Click on the 1860 electoral map to enlarge
Today is the 148th anniversary of Abraham Lincoln’s 1860 speech in New York at the Cooper Union, an address that at least one major Lincoln scholar calls the speech that made Lincoln president.
The Cooper Union address was devoted entirely to the slavery question. It powerfully expressed the Republican position which — although this still surprises many people when they are reminded of it — was that slavery should be left alone in the southern states where it existed, but should be banned in the western territories under federal control and that no new slave states should be admitted to the Union. The second half of the speech is directly addressed to the South, which was threatening to break up the union if a Republican was elected president.
In the first half, Lincoln took as his “text” a remark by his political rival, Stephen Douglas, who had said:
“Our fathers, when they framed the Government under which we live, understood this question just as well, and even better, than we do now.”
Douglas was arguing that the framers agreed with his own position, that Congress lacked constitutional authority to regulate slavery in the territories. In reply, Lincoln at Cooper Union recited, by my count, 23 versions of Douglas’ “our fathers” comment as he made the case that the overwhelming majority of the framers had the Republican position on the key question of federal authority over slavery in the territories.
Homely and ungainly giant
The speech itself (full text here) is a bit tough-sloggish to a modern reader. It lacks the brevity and the poetry of Lincoln’s most famous speeches (The Gettysburg address and the second inaugural) and the down-home humor of many of his legendary remarks.
But, by all accounts, the homely and ungainly giant from Illinois, making his first New York appearance, in an ill-fitting black suit and speaking in his surprising high-pitched voice, won over the audience with the power of his logic and — believe it or not — his historical research. It’s hard to imagine any contemporary politician daring to turn a major speech into a framer-by-framer history lesson.
Any telling of the tale of this speech includes many other jaw-dropping contrasts with the way things work in today’s presidential politics.

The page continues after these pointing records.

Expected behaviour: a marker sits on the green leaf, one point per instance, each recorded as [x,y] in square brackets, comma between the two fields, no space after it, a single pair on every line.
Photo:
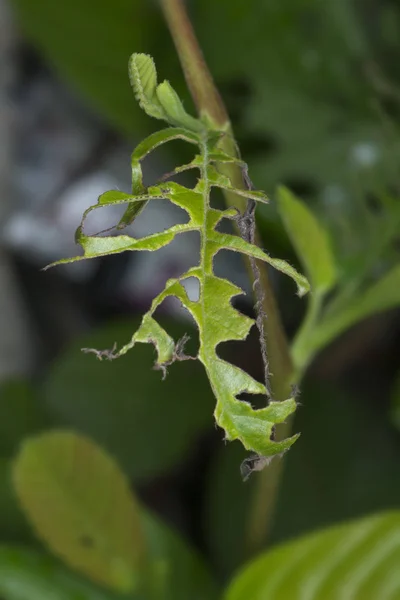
[148,424]
[359,559]
[310,241]
[395,403]
[225,520]
[80,504]
[382,295]
[217,320]
[21,414]
[181,572]
[331,482]
[13,524]
[29,575]
[213,313]
[158,101]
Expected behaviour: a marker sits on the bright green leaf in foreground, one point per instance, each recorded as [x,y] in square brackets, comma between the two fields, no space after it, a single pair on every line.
[358,561]
[213,312]
[80,504]
[123,403]
[382,295]
[310,241]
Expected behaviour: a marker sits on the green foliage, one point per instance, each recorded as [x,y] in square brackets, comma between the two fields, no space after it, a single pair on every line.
[310,241]
[158,101]
[29,575]
[354,560]
[178,568]
[395,403]
[379,296]
[329,481]
[213,312]
[81,506]
[125,406]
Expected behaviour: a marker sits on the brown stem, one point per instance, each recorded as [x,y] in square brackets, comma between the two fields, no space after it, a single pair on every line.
[209,104]
[199,80]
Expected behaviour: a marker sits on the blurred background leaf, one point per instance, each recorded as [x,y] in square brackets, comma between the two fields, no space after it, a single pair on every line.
[333,475]
[359,560]
[314,119]
[80,505]
[148,424]
[30,575]
[21,414]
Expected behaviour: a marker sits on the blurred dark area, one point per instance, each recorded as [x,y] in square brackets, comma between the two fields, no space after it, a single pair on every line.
[313,90]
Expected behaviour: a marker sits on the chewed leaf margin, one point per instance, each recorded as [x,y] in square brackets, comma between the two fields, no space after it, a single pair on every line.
[217,320]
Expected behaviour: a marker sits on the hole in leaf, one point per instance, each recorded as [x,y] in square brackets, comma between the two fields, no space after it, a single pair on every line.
[230,265]
[174,308]
[158,216]
[257,401]
[192,287]
[217,199]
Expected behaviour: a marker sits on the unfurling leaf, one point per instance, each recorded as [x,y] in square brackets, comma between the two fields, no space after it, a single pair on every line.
[213,313]
[158,101]
[310,241]
[80,504]
[358,560]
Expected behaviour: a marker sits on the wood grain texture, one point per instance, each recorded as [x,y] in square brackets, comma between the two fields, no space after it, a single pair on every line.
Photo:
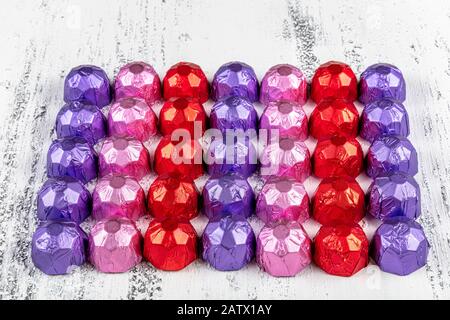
[42,40]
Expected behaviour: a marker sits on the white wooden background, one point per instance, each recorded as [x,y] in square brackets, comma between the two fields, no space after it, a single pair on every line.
[42,39]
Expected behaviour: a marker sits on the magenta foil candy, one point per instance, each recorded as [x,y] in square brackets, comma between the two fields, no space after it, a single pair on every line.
[124,156]
[63,199]
[58,248]
[115,245]
[132,117]
[89,85]
[281,200]
[138,79]
[283,250]
[400,246]
[284,82]
[118,196]
[72,157]
[235,79]
[228,243]
[391,154]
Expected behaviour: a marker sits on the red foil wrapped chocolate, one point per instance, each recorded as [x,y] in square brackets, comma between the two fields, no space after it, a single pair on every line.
[341,250]
[338,201]
[170,245]
[338,156]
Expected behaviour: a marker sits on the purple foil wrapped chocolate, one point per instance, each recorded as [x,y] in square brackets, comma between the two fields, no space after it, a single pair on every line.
[63,199]
[89,85]
[235,79]
[400,246]
[228,243]
[58,247]
[391,154]
[72,157]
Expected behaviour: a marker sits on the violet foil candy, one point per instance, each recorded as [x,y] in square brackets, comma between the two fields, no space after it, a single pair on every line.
[400,246]
[391,154]
[384,117]
[72,157]
[89,85]
[228,243]
[283,250]
[63,199]
[58,247]
[235,79]
[115,245]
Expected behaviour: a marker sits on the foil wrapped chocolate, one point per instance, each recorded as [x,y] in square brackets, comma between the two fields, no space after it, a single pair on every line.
[76,119]
[58,247]
[229,194]
[124,156]
[228,243]
[115,245]
[287,117]
[382,80]
[286,158]
[281,200]
[63,199]
[72,157]
[140,80]
[170,245]
[400,246]
[391,154]
[118,196]
[132,117]
[394,195]
[382,118]
[89,85]
[284,82]
[235,79]
[283,250]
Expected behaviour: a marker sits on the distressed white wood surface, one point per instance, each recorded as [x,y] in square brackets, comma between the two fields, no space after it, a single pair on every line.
[41,40]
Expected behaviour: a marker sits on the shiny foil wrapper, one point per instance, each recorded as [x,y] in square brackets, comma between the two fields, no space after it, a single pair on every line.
[182,113]
[235,79]
[138,79]
[286,158]
[58,247]
[182,158]
[284,82]
[124,156]
[400,246]
[229,194]
[281,200]
[172,196]
[391,154]
[170,245]
[283,250]
[337,201]
[233,113]
[382,118]
[334,80]
[341,250]
[228,243]
[334,117]
[287,117]
[118,196]
[132,117]
[63,199]
[394,195]
[381,81]
[79,120]
[186,80]
[89,85]
[115,245]
[338,156]
[72,157]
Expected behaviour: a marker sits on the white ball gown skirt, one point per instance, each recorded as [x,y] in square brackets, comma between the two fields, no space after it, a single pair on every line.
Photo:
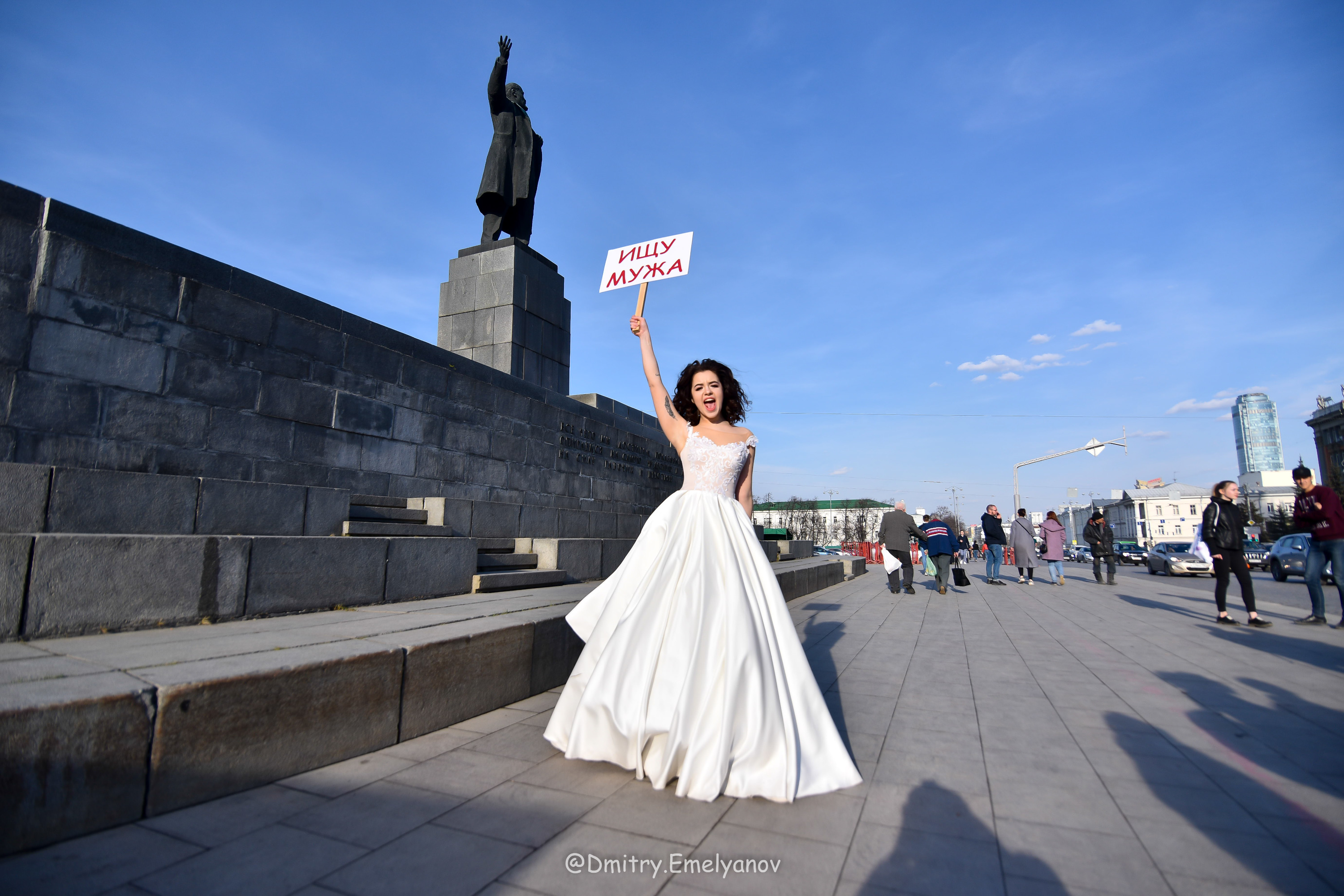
[693,669]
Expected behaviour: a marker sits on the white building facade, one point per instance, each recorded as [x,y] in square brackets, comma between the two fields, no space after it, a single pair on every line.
[823,521]
[1147,516]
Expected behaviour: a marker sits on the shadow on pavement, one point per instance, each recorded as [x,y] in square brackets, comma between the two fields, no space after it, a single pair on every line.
[819,638]
[1158,605]
[1289,702]
[1310,866]
[943,848]
[1246,728]
[1324,656]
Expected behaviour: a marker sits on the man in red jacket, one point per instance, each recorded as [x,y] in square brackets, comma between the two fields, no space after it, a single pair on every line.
[1318,508]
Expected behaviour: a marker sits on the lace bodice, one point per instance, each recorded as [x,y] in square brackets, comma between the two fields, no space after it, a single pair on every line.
[713,468]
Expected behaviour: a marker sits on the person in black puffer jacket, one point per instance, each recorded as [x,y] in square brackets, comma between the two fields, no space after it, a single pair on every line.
[1225,534]
[1103,540]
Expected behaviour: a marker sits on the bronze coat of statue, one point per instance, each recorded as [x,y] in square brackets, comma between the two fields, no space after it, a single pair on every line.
[514,164]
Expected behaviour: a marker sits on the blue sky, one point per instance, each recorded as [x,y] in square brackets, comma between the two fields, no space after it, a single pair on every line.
[890,201]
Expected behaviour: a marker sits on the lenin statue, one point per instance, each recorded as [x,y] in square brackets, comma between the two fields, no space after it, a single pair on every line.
[514,164]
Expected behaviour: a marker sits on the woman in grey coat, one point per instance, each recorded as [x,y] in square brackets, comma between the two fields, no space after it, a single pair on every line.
[1022,539]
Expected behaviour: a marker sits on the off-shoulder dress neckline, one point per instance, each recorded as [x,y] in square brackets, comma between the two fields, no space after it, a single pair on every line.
[749,441]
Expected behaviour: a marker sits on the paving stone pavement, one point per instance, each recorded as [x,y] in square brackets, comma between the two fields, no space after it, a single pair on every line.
[1017,741]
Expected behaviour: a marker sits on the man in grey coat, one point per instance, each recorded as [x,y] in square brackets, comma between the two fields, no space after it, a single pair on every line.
[894,534]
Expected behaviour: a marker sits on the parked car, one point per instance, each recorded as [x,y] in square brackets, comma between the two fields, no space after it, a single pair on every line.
[1131,552]
[1257,554]
[1288,558]
[1174,558]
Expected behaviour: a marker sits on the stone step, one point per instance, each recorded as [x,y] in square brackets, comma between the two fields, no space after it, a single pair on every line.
[495,562]
[409,530]
[390,515]
[486,582]
[377,500]
[370,676]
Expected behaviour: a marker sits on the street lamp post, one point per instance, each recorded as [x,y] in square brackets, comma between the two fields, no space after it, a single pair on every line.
[1093,448]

For example:
Lincoln spoke for an hour and a half. (This was not a particularly long speech by 1860 standards. Barack Obama caused a bit of tut-tutting the night of the Wisconsin primary, when he spoke for 45 minutes. Of course the problem there was not that the people in the hall were bored, but that Obama was hogging too much television time.)
Lincoln, in the year he would be elected president, wrote the speech himself, based on historical research he did himself in libraries back in Springfield, Ill. He not only had no speechwriters and no spinners to work the media after the speech, he had no staff at all and had traveled by himself, by train, from Illinois to New York to give the speech.
Many Republican (and some Democratic) newspapers — starting with four New York dailies on the day after the speech and then dozens more across the country — printed the full text of the speech.
Various versions of it, generally running between 11 and 13 pages, were soon on sale as a best-selling pamphlet, typically priced at 25 cents for a dozen copies.
Late on the night of the speech itself, Lincoln stopped at the office of the first such newspaper himself, to proofread the galleys of his speech text.
Lincoln’s new status
The speech catapulted Lincoln — a former state legislator whose entire experience in national politics was one term in the U.S. House 14 years earlier and two subsequent unsuccessful bids for the Senate — into serious contention for the Republican presidential nomination.
The sensation caused by the speech and Lincoln’s new status as a contender for the ticket led to a hastily organized barnstorm, by train, in the two weeks after Cooper Union to give the speech 11 more times at stops in Rhode Island, Connecticut and New Hampshire. (No, the New Hampshire primary was not a factor; there were no primaries in the 19th century. Lincoln did want to visit his son Robert, at prep school in New Hampshire.)
After the speaking tour, although Lincoln actively corresponded with friends and supporters working to get him the nomination, he never declared his candidacy (no presidential candidate did any such thing in those days and were expected to wait modestly for the nomination to be offered to them) and engaged in no direct electioneering.
Even though the Republican convention was held in his own state (in Chicago), Lincoln did not attend and waited in Springfield to be apprised of the results. He was nominated on the third ballot and, after more months of no direct campaigning by the candidate, was elected in the fall without his name even being on the ballot in the southern states.